If at any time in my life a private physician recommends that I take medication for either a chronic physical or mental health condition then I will open-mindedly consider doing so after seeking a a qualified second opinion. However, I shall always reserve the right to intelligently explore the possible benefits of a combination of non drug treatment interventions such as aroma therapy, art therapy, diet, exercise, creative writing, keeping a gratitude journal, meditation, movement therapy, music appreciation, personal counseling, prayer, reflexology therapy, travel, reading sacred text, reiki healing and other cost effective and advancing treatments for managing and furthermore improving one's overall health, consciousness, personal happiness and general well-being.

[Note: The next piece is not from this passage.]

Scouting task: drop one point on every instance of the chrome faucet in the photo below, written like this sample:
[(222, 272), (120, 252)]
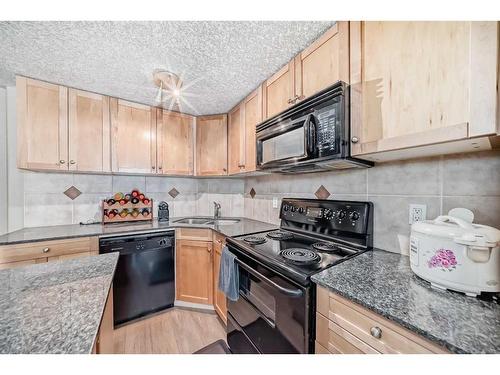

Although from a religious perspective I was raised as a Christian and in the past publicly accepted its tenets for my life without argument, my continuing level of education, my personal life experience and my ongoing interests in comparative religion, cognitive, educational and developmental psychology, interfaith dialogue and neurobiology and universal spirituality prevents me from continuing to formally accept or claim myself to be a follow of any religious doctrine, dogma, ideology, political party, religion, rhetoric or worldview that chooses to advocate and remain publicly locked in a position of inequality for women, intolerance of gay, bisexual, lesbian, and trans-gender persons or promotes prejudice towards those of a different economic class, ethnicity or religion anywhere in the world.

To be fooled into believing or far worse to be fool enough to believe that these negative aspects of societal practice are reasonable or reflective of that which is good in the world is completely absurd, hateful, insane and unsacred.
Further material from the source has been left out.